Thursday, November 14, 2013

Quitting is Courageous

How much courage does it take to fire up your tractor and plow under a crop you spent six or seven years growing? How much courage to go on and do that after you've spent all that time finding out how to prepare the soil and when to plant and how much to water and when to reap? How much to just say, "I have to quit these peas. Peas are no good for me, I better try corn or beans.” - Stephen King

It's rare to think of giving up on something as courageous. Little kids who give up on a sport they don't like are quitters, runners who don't finish the race are quitters. Too often we call people who change course in the middle of something quitters. What if those people we see as quitters for leaving something behind when we see it as “unfinished” really are brave? Or do they have a foresight that others are missing? Where some see the middle of something, these people see the end; they may see that they are already there or that the end isn't what they want so they make a course correction.

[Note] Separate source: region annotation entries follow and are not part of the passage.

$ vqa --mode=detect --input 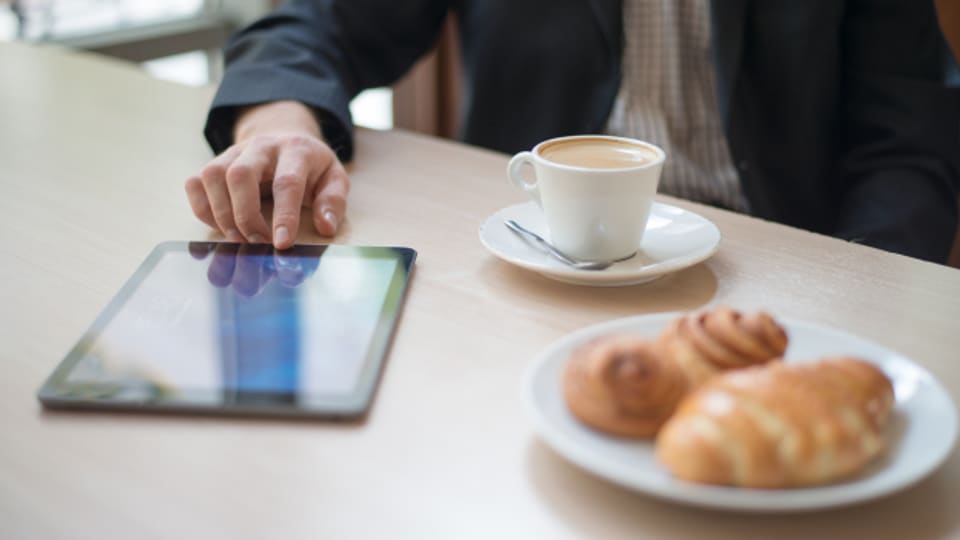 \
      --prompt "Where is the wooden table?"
[0,44,960,540]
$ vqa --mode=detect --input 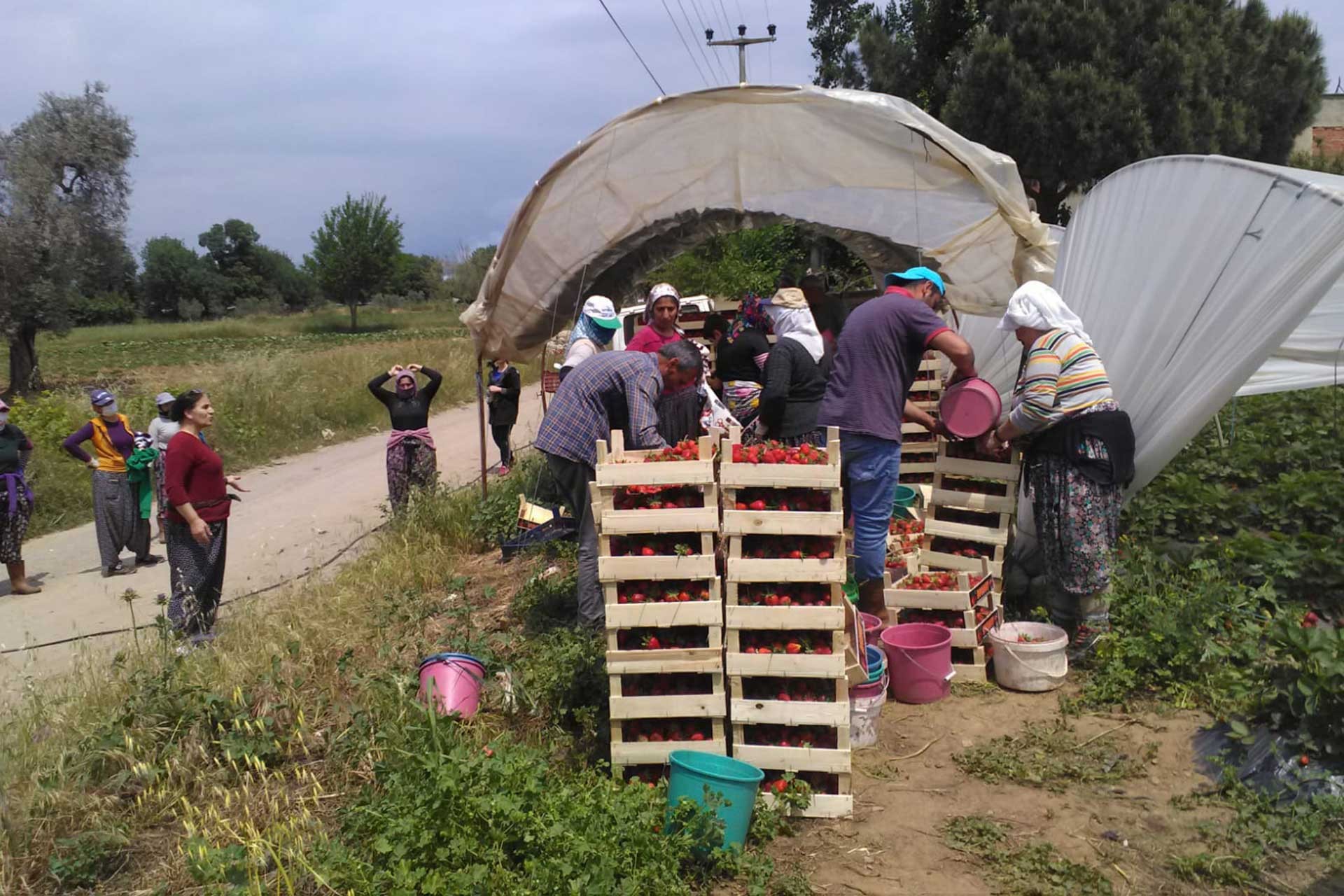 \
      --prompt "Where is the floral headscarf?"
[727,293,770,344]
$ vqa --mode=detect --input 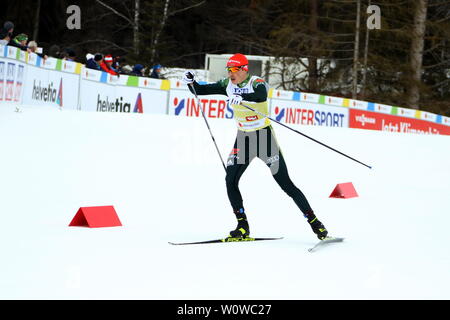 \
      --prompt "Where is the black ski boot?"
[230,209,250,238]
[304,212,328,240]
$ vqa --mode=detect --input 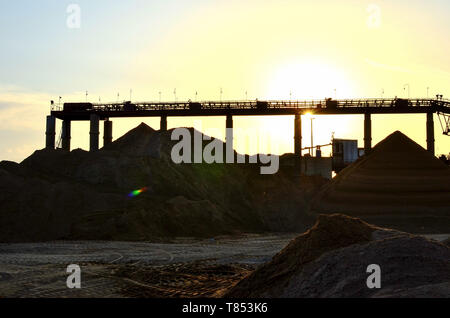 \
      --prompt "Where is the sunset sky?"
[0,0,450,162]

A course correction. That's not quitting. It's standing at the top of the hill on a beautiful winter afternoon and planning a course down the mountain. From the top, it's easy to see where to ski, where the snow looks good. Then, as the hill guides the skis and they run over a patch of ice a course correction is in order. It's clear, now that the path has begun, that it's not the best choice. The path that seemed so perfect just seconds ago is now corduroy snow, and just to the left is soft powder. So the ski's turn and by the time the destination, the bottom of the hill, is reached the skier is no where near where they thought the would be.

Too often in life, we hold on when we shouldn't instead of changing course. Friendships that no longer fit into our lives, or have become toxic are hard to let go of. Relationships that began with love, or grew into love and then shriveled are even harder to give up. We hold on to them, believing that with enough hard work we can salvage them. The people around us agree. One good day is enough to last a week, then two, then a month. Next thing we know, it's impossible to remember the last time it wasn't work to be around the person we claim to love. It's easier to hold on than it is to walk away.

Jobs are the same way for most. I've watched people settle into jobs they hate because they pay the bills, the hours are good, they don't think they will find anything else. They're miserable, but they stick with it. I've never been that person, I hate a job and I walk away without another thought about it. Until now.

I resigned from my job last week. Not because I don't love teaching; I do. Not because I didn't think I could help my students; I was helping. I did it because the people “above” me, the ones “in charge” decided that I was making too much noise. They didn't like the way I stood up for the rights of my students. They really didn't like it when I told them I wouldn't keep doing it their way. So they had some meetings and made a threat; I made the choice to “resign gracefully” as they say. I didn't quit. I changed course.

This path, its a detour really. The destination remains the same, and this road will still take me where I want to be. I just have to slow down and take the city streets; the highway is under construction. I'll have a minute to do some sightseeing.













Friday, October 4, 2013

Someone said I should start writing again...

“You should write a poem about that,” I say to my mentor within five minutes of walking into his office.
 “No Liz. YOU should write a poem about that.”
 “I haven't written a word since I finished that chapter. Not even a few lines of poetry. I don't even Blog anymore.”
 “I know.” He looks disappointed. I hate it when he looks disappointed.

 It had been two years since I sat in my mentor's office; it could have been yesterday as comfortable as it felt. I went there to pick up a copy of the book he holds me responsible for. My Dad's stories are in the book, well a part of the story is anyway. Writing that, making it feel the way I actually felt, was a draining, painful experience. I may have spent more time crying about it than I did writing it. I might have sat at my computer, trying to write it realizing there were blank weeks in my memory; maybe even blank months. Not only did I have to fully explore my feelings about what had happened, I also had to admit to myself who I was during that time and how it must have been to be around me. It scared me. I wasn't sure there was much I liked about that person. And when My Mentor finally told me the revisions were done, I didn't have to stare at those words anymore, I was relieved. I didn't write anymore.

 So as we sat in his office, and talked about my goals for the future he takes the time to inform me that this, the writing thing, is what I should be using to change the world. He says that the education stuff is great, and the teaching, and the becoming a professor would be nice but its this writing thing I do that is really has the potential to change the world.

 I never thought of it that way, and the weight of the thought... well it's heavy.

 This writing thing is the thing I do because I want to, its the thing I do because I can. I don't do it to change anything, or fix anything. At best I do it to understand things a little more than I do when I only let the words roll around in my head. I tell him this, that I don't think my silly little blogs and poetry are really changing anything.

 He tells me maybe they will.
 He tells me to start writing again.
 The surprising part is that I'm actually listening.